Cost to performance ratio is high for the latter, extremely low for the former.

On that note about "rational" which should drive our decisions. High end watches and high end wines, as well as many other high end goods, for example Leica and Hasselblad film cameras, retain and sometimes increase in value. High end rare autos do too. High end audio, except in very rare exceptions, does not.

As one who has owned too many high end components to count, and reviewed more than one can count, I can say that on a cost-benefit analysis they are not as a category, rational purchases. Enjoyment is another matter, and even to that a cost-benefit analysis can be applied.

The millenials as a group can appreciate high end sound, but they will do so only on their desktop while they are attached to their computers trying to make a living.
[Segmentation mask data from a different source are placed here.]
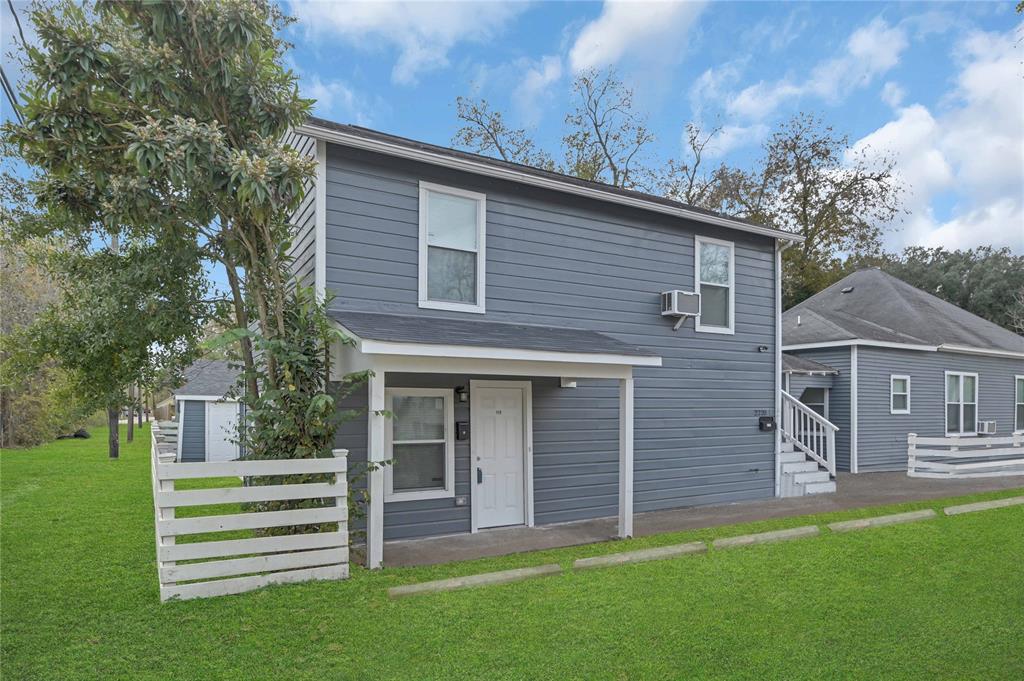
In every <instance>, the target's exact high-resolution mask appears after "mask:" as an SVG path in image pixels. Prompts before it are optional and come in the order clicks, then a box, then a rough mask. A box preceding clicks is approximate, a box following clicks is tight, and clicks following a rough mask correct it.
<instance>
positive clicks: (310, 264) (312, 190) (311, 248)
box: [285, 133, 316, 286]
mask: <svg viewBox="0 0 1024 681" xmlns="http://www.w3.org/2000/svg"><path fill="white" fill-rule="evenodd" d="M285 141H286V142H287V143H288V144H291V145H292V146H293V147H294V148H295V150H296V151H298V152H299V153H300V154H302V155H303V156H307V157H310V158H313V159H315V158H316V140H315V139H313V138H312V137H306V136H305V135H298V134H295V133H290V134H289V135H288V137H287V138H286V140H285ZM290 221H291V223H292V228H293V232H292V245H291V248H289V250H288V255H289V257H291V258H292V268H293V271H294V272H295V279H296V281H297V282H299V283H301V284H302V285H303V286H313V282H314V280H315V276H316V274H315V269H316V264H315V263H316V193H315V191H314V190H313V184H312V182H310V183H309V184H308V185H307V186H306V194H305V196H304V197H303V198H302V202H301V203H300V204H299V207H298V208H297V209H296V210H295V212H294V213H292V217H291V220H290Z"/></svg>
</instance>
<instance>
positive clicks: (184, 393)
mask: <svg viewBox="0 0 1024 681" xmlns="http://www.w3.org/2000/svg"><path fill="white" fill-rule="evenodd" d="M239 374H240V372H239V370H237V369H232V368H231V367H230V366H229V365H228V363H227V361H225V360H223V359H198V360H196V361H195V363H194V364H193V365H191V367H189V368H188V369H186V370H185V371H184V379H185V382H184V384H183V385H182V386H181V387H180V388H178V389H177V390H175V391H174V394H175V395H217V396H218V397H222V396H224V395H225V394H226V393H227V391H228V390H230V389H231V388H232V387H234V383H236V381H238V378H239Z"/></svg>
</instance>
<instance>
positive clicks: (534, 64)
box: [513, 54, 562, 125]
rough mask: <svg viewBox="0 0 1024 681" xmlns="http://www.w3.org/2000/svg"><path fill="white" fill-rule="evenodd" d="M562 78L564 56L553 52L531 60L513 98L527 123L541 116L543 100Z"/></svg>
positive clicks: (515, 89)
mask: <svg viewBox="0 0 1024 681" xmlns="http://www.w3.org/2000/svg"><path fill="white" fill-rule="evenodd" d="M561 78H562V58H561V57H560V56H558V55H555V54H551V55H548V56H545V57H542V58H541V59H540V60H539V61H536V62H529V63H528V66H526V73H525V75H523V77H522V81H521V82H520V83H519V85H518V87H516V89H515V92H514V97H513V100H514V101H515V105H516V108H517V110H518V112H519V114H520V116H521V117H522V118H523V120H524V122H525V123H526V124H527V125H536V124H537V123H538V121H539V120H540V118H541V108H542V100H543V99H545V98H546V97H548V96H549V95H550V90H551V86H552V85H554V84H555V83H557V82H558V81H559V80H561Z"/></svg>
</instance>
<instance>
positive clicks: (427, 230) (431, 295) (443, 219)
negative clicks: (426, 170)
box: [419, 182, 487, 312]
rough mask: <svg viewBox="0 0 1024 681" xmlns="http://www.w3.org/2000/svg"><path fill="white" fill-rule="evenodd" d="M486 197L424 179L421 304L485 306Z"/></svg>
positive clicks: (431, 306) (432, 304) (420, 257)
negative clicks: (424, 181) (484, 278)
mask: <svg viewBox="0 0 1024 681" xmlns="http://www.w3.org/2000/svg"><path fill="white" fill-rule="evenodd" d="M486 213H487V210H486V198H485V196H484V195H482V194H477V193H475V191H466V190H465V189H458V188H455V187H449V186H441V185H439V184H431V183H429V182H420V258H419V279H420V281H419V291H420V293H419V298H420V307H428V308H433V309H447V310H457V311H463V312H483V311H484V263H485V262H486V256H485V254H484V246H485V236H486Z"/></svg>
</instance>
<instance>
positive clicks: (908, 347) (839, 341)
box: [782, 338, 939, 352]
mask: <svg viewBox="0 0 1024 681" xmlns="http://www.w3.org/2000/svg"><path fill="white" fill-rule="evenodd" d="M853 345H859V346H866V347H893V348H897V349H900V350H924V351H926V352H935V351H936V350H938V349H939V348H938V346H937V345H910V344H908V343H891V342H889V341H870V340H861V339H859V338H851V339H849V340H840V341H822V342H820V343H794V344H793V345H783V346H782V351H783V352H785V351H787V350H813V349H816V348H823V347H847V346H853Z"/></svg>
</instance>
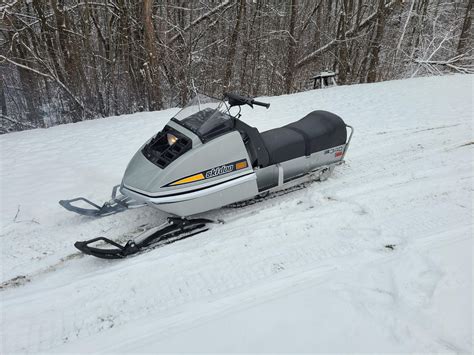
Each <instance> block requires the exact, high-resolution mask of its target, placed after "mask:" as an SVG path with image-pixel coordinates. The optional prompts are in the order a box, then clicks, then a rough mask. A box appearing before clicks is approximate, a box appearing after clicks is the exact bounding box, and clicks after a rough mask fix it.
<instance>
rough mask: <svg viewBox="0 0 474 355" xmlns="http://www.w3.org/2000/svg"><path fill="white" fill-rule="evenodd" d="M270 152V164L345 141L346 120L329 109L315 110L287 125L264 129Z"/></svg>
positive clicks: (263, 141)
mask: <svg viewBox="0 0 474 355" xmlns="http://www.w3.org/2000/svg"><path fill="white" fill-rule="evenodd" d="M261 137H262V140H263V143H264V145H265V147H266V148H267V151H268V155H269V158H270V159H269V163H268V165H273V164H277V163H281V162H284V161H287V160H291V159H295V158H298V157H302V156H305V155H306V156H308V155H310V154H312V153H315V152H319V151H321V150H324V149H328V148H332V147H337V146H339V145H342V144H345V143H346V139H347V131H346V124H345V123H344V121H343V120H342V118H340V117H339V116H337V115H335V114H333V113H331V112H327V111H313V112H311V113H309V114H308V115H306V116H305V117H303V118H302V119H300V120H299V121H296V122H293V123H290V124H288V125H286V126H283V127H280V128H275V129H271V130H269V131H266V132H263V133H261Z"/></svg>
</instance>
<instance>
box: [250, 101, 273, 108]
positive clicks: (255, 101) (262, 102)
mask: <svg viewBox="0 0 474 355" xmlns="http://www.w3.org/2000/svg"><path fill="white" fill-rule="evenodd" d="M252 104H253V105H257V106H263V107H266V108H269V107H270V104H267V103H265V102H260V101H255V100H252Z"/></svg>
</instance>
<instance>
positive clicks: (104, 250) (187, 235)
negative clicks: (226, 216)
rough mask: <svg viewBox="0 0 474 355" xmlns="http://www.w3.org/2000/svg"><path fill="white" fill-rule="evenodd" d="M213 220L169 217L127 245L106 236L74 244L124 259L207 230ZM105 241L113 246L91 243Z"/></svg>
mask: <svg viewBox="0 0 474 355" xmlns="http://www.w3.org/2000/svg"><path fill="white" fill-rule="evenodd" d="M209 223H214V222H213V221H211V220H209V219H205V218H194V219H185V218H178V217H169V218H168V222H167V223H166V224H165V225H162V226H160V227H156V228H152V229H150V230H148V231H146V232H144V233H142V234H140V235H139V236H137V237H136V238H135V239H131V240H129V241H128V242H127V243H126V244H125V245H120V244H118V243H117V242H114V241H113V240H110V239H108V238H105V237H98V238H93V239H89V240H86V241H82V242H76V243H74V246H75V247H76V248H77V249H79V250H80V251H81V252H83V253H84V254H88V255H92V256H95V257H97V258H101V259H122V258H125V257H127V256H130V255H133V254H137V253H139V252H141V251H143V250H145V249H148V248H156V247H159V246H163V245H166V244H171V243H174V242H176V241H178V240H183V239H186V238H189V237H191V236H193V235H196V234H199V233H202V232H205V231H207V230H208V229H209V228H208V226H207V225H208V224H209ZM96 242H105V243H106V244H108V245H110V246H111V248H98V247H94V246H91V245H90V244H93V243H96Z"/></svg>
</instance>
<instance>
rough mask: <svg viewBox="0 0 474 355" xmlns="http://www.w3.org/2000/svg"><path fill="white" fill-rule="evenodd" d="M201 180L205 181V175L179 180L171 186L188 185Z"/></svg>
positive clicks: (194, 175)
mask: <svg viewBox="0 0 474 355" xmlns="http://www.w3.org/2000/svg"><path fill="white" fill-rule="evenodd" d="M199 180H204V175H203V174H196V175H193V176H188V177H187V178H184V179H181V180H178V181H176V182H173V183H172V184H171V185H172V186H174V185H181V184H187V183H188V182H194V181H199Z"/></svg>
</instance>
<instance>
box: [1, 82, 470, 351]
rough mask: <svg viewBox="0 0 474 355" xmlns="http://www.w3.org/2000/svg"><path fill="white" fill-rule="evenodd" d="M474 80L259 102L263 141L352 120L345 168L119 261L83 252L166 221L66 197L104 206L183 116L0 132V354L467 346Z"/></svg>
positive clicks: (120, 120)
mask: <svg viewBox="0 0 474 355" xmlns="http://www.w3.org/2000/svg"><path fill="white" fill-rule="evenodd" d="M472 80H473V77H472V76H450V77H437V78H420V79H412V80H404V81H393V82H385V83H378V84H370V85H357V86H348V87H338V88H333V89H327V90H319V91H310V92H305V93H301V94H295V95H288V96H281V97H272V98H265V100H264V101H268V102H271V105H272V106H271V108H270V109H269V110H264V109H255V110H253V111H252V110H251V109H245V110H244V112H243V115H242V117H243V119H244V120H246V121H247V122H248V123H250V124H252V125H255V126H256V127H258V128H259V129H260V130H261V131H263V130H266V129H270V128H273V127H277V126H280V125H282V124H286V123H289V122H291V121H293V120H296V119H298V118H300V117H302V116H303V115H305V114H306V113H308V112H309V111H312V110H315V109H324V110H329V111H333V112H335V113H337V114H339V115H340V116H341V117H343V118H344V120H345V121H346V122H347V123H349V124H351V125H353V126H354V127H355V135H354V138H353V142H352V144H351V147H350V149H349V152H348V155H347V159H346V160H347V162H346V164H345V165H344V166H341V167H339V168H337V169H336V171H335V174H334V175H333V177H331V178H330V179H329V180H327V181H325V182H323V183H314V184H312V185H311V186H309V187H308V188H306V189H304V190H300V191H296V192H293V193H290V194H288V195H285V196H281V197H279V198H275V199H271V200H268V201H264V202H262V203H259V204H256V205H253V206H249V207H246V208H243V209H221V210H216V211H212V212H210V213H207V214H206V217H209V218H214V219H218V218H219V219H224V220H225V221H226V223H225V224H223V225H217V226H216V227H215V228H213V229H212V230H210V231H209V232H206V233H204V234H200V235H198V236H196V237H193V238H190V239H186V240H184V241H181V242H178V243H176V244H173V245H170V246H167V247H165V248H160V249H155V250H153V251H151V252H149V253H146V254H143V255H140V256H138V257H135V258H130V259H127V260H120V261H104V260H98V259H95V258H92V257H87V256H85V257H83V256H82V255H80V254H78V253H76V251H75V249H74V248H73V243H74V241H76V240H84V239H89V238H93V237H97V236H107V237H109V238H118V239H120V240H126V239H127V233H128V232H137V231H138V230H139V229H140V228H143V227H144V225H148V226H153V225H157V224H159V223H161V222H162V221H163V220H164V219H165V217H166V216H165V215H164V214H162V213H161V212H159V211H155V210H152V209H150V208H143V209H138V210H131V211H127V212H125V213H123V214H121V215H117V216H109V217H105V218H102V219H88V218H85V217H80V216H75V215H73V214H70V213H68V212H67V211H65V210H62V209H61V208H60V207H59V205H58V204H57V201H58V200H59V199H62V198H72V197H75V196H78V195H83V196H85V197H87V198H90V199H92V200H96V201H103V200H106V199H108V195H109V193H110V189H111V187H112V186H113V185H114V184H118V183H119V182H120V179H121V176H122V173H123V171H124V169H125V167H126V164H127V162H128V160H129V159H130V158H131V156H132V155H133V154H134V152H135V151H136V150H137V149H138V148H139V147H140V145H141V144H142V143H143V142H144V141H145V139H147V138H148V137H150V136H151V135H153V134H154V133H155V132H156V131H158V130H160V128H161V127H162V126H163V125H164V124H165V123H166V122H167V120H168V119H169V118H170V117H171V116H172V114H173V113H174V112H176V110H175V109H172V110H167V111H162V112H151V113H141V114H135V115H129V116H121V117H113V118H107V119H102V120H96V121H89V122H83V123H79V124H73V125H64V126H58V127H54V128H50V129H46V130H34V131H28V132H20V133H12V134H8V135H4V136H1V137H0V145H1V171H0V179H1V220H0V221H1V236H0V245H1V253H2V255H1V257H2V259H1V267H2V276H1V277H2V280H1V281H2V282H3V284H2V288H1V289H0V297H1V312H2V320H1V321H2V324H1V328H0V333H1V334H0V335H1V339H2V348H1V349H0V350H1V351H2V353H5V352H38V351H42V352H52V351H60V352H65V351H75V352H81V351H84V352H85V351H90V350H95V351H113V352H126V351H130V352H132V351H133V352H139V351H149V352H157V351H163V352H173V351H183V352H190V351H194V352H197V351H201V352H211V351H216V352H225V351H234V352H246V351H251V352H258V351H266V352H277V351H280V352H303V351H311V352H322V351H336V352H349V351H350V352H355V351H357V352H366V351H371V352H388V351H392V352H407V351H410V352H412V351H417V352H441V351H443V352H469V351H472V323H471V319H472V235H473V234H472V224H473V220H472V189H473V184H472V182H473V181H472V178H473V160H472V158H473V155H472V149H473V147H474V145H473V140H474V139H473V134H472V120H473V114H472V82H473V81H472ZM387 246H393V247H390V248H388V247H387Z"/></svg>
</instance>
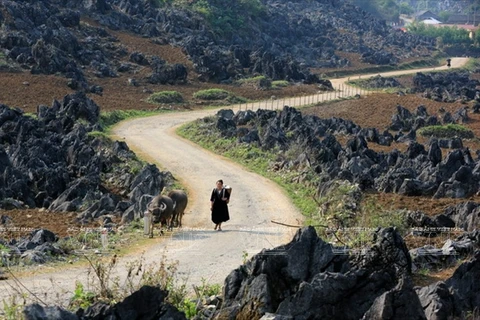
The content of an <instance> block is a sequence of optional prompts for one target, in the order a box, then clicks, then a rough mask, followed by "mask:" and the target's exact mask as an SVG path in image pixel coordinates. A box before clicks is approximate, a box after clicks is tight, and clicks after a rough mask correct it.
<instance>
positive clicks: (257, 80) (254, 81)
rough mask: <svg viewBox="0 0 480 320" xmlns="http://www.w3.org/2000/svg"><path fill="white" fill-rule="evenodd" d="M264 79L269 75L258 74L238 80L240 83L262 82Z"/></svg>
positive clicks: (266, 78) (266, 77)
mask: <svg viewBox="0 0 480 320" xmlns="http://www.w3.org/2000/svg"><path fill="white" fill-rule="evenodd" d="M264 80H267V77H265V76H256V77H252V78H245V79H239V80H237V83H239V84H244V83H256V82H260V81H264Z"/></svg>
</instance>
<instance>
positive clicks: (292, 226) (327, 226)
mask: <svg viewBox="0 0 480 320" xmlns="http://www.w3.org/2000/svg"><path fill="white" fill-rule="evenodd" d="M270 222H271V223H275V224H279V225H281V226H285V227H291V228H302V227H304V226H295V225H292V224H286V223H282V222H277V221H273V220H270ZM309 227H315V228H317V227H318V228H328V226H325V225H323V224H317V225H309Z"/></svg>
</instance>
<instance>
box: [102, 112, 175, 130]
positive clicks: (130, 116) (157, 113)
mask: <svg viewBox="0 0 480 320" xmlns="http://www.w3.org/2000/svg"><path fill="white" fill-rule="evenodd" d="M160 112H166V110H114V111H107V112H102V113H101V114H100V119H99V121H98V123H99V124H100V126H102V128H104V130H105V131H106V133H108V131H109V130H108V129H110V128H111V127H113V126H114V125H116V124H117V123H119V122H121V121H123V120H126V119H132V118H141V117H148V116H154V115H157V114H159V113H160Z"/></svg>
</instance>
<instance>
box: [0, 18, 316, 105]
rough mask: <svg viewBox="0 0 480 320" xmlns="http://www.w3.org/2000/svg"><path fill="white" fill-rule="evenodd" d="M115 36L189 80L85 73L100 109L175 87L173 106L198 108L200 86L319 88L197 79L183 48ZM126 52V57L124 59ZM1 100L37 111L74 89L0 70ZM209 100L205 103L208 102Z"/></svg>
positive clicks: (50, 103) (136, 103) (305, 90)
mask: <svg viewBox="0 0 480 320" xmlns="http://www.w3.org/2000/svg"><path fill="white" fill-rule="evenodd" d="M87 20H88V19H83V22H82V23H88V24H91V25H96V24H95V23H94V22H92V21H87ZM108 32H109V33H110V34H111V35H113V36H115V37H116V38H117V39H118V40H119V43H118V46H122V47H124V48H125V49H126V50H127V51H128V53H129V54H130V53H132V52H134V51H137V50H138V51H141V52H143V53H144V54H147V55H148V54H152V55H153V54H155V55H158V56H160V57H161V58H162V59H164V60H166V61H167V62H169V63H183V64H185V65H186V66H187V69H188V71H189V77H188V83H187V84H184V85H153V84H150V83H146V82H143V81H140V77H144V76H148V74H149V69H148V68H145V69H142V70H140V71H139V72H137V73H136V74H133V72H131V73H120V72H119V73H118V77H116V78H98V77H96V76H94V75H92V74H89V73H86V77H87V79H88V80H89V83H90V84H97V85H100V86H101V87H103V95H102V96H99V95H96V94H90V95H89V96H90V97H91V98H92V99H93V100H94V101H95V102H96V103H97V104H98V105H99V106H100V107H101V110H102V111H110V110H128V109H143V110H149V109H155V108H157V107H158V106H157V105H154V104H151V103H148V102H146V100H147V98H148V97H149V96H150V93H148V92H145V91H147V90H150V91H152V92H158V91H164V90H174V91H178V92H180V93H181V94H182V95H183V97H184V100H185V101H187V102H186V103H185V104H182V105H178V106H175V107H176V108H177V109H178V108H180V109H181V108H188V109H191V108H201V107H202V106H203V105H204V103H202V102H197V101H194V99H193V94H194V93H195V92H197V91H199V90H204V89H210V88H221V89H225V90H228V91H231V92H233V93H234V94H235V95H237V96H240V97H244V98H247V99H250V100H263V99H269V98H270V97H271V96H273V95H274V96H276V97H278V98H281V97H292V96H297V95H305V94H315V93H317V92H318V89H317V87H316V86H314V85H303V86H298V85H292V86H288V87H286V88H281V89H271V90H254V89H252V88H251V87H242V86H233V85H223V84H212V83H205V82H199V81H197V80H196V79H197V76H198V75H197V74H196V73H195V72H194V70H193V64H192V62H191V61H190V60H188V59H187V57H186V56H185V54H183V52H182V50H181V49H180V48H177V47H173V46H171V45H160V44H156V43H154V42H152V41H151V40H150V39H145V38H141V37H137V36H135V35H133V34H129V33H126V32H118V31H112V30H109V31H108ZM127 59H128V55H127V57H126V58H125V62H126V61H127ZM129 78H136V79H137V80H138V81H139V86H137V87H135V86H131V85H128V83H127V81H128V79H129ZM0 83H2V86H1V87H0V103H3V104H6V105H8V106H11V107H19V108H20V109H23V110H24V111H25V112H36V108H37V106H38V105H40V104H43V105H47V106H50V105H51V104H52V101H53V100H54V99H56V100H61V99H62V98H63V97H64V96H65V95H66V94H69V93H72V92H74V91H73V90H71V89H70V88H69V87H67V79H66V78H64V77H59V76H54V75H32V74H31V73H30V72H29V71H20V72H17V73H11V72H0ZM210 104H211V103H208V105H210Z"/></svg>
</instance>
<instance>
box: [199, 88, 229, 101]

With 95 million Americans now out of the workforce, a true unemployment rate of 20% and more, courtesy of the current administration, the hope for a resurgence of the domestic high end industry has been dashed possibly for a generation, possibly forever. This development is ironic given the political sentiment of the two major high end journals, most of whose participants will vote again for the same people who have given us our economy as it is.

To be specific, more millenials than ever before are moving back to their parent's basement apartments to while away their lives staring up at fading Obama '08 posters hoping for change.

Change doesn't come from hoping for it.
That is so because there are people who do, and people who don't.
And people who will; and people who won't.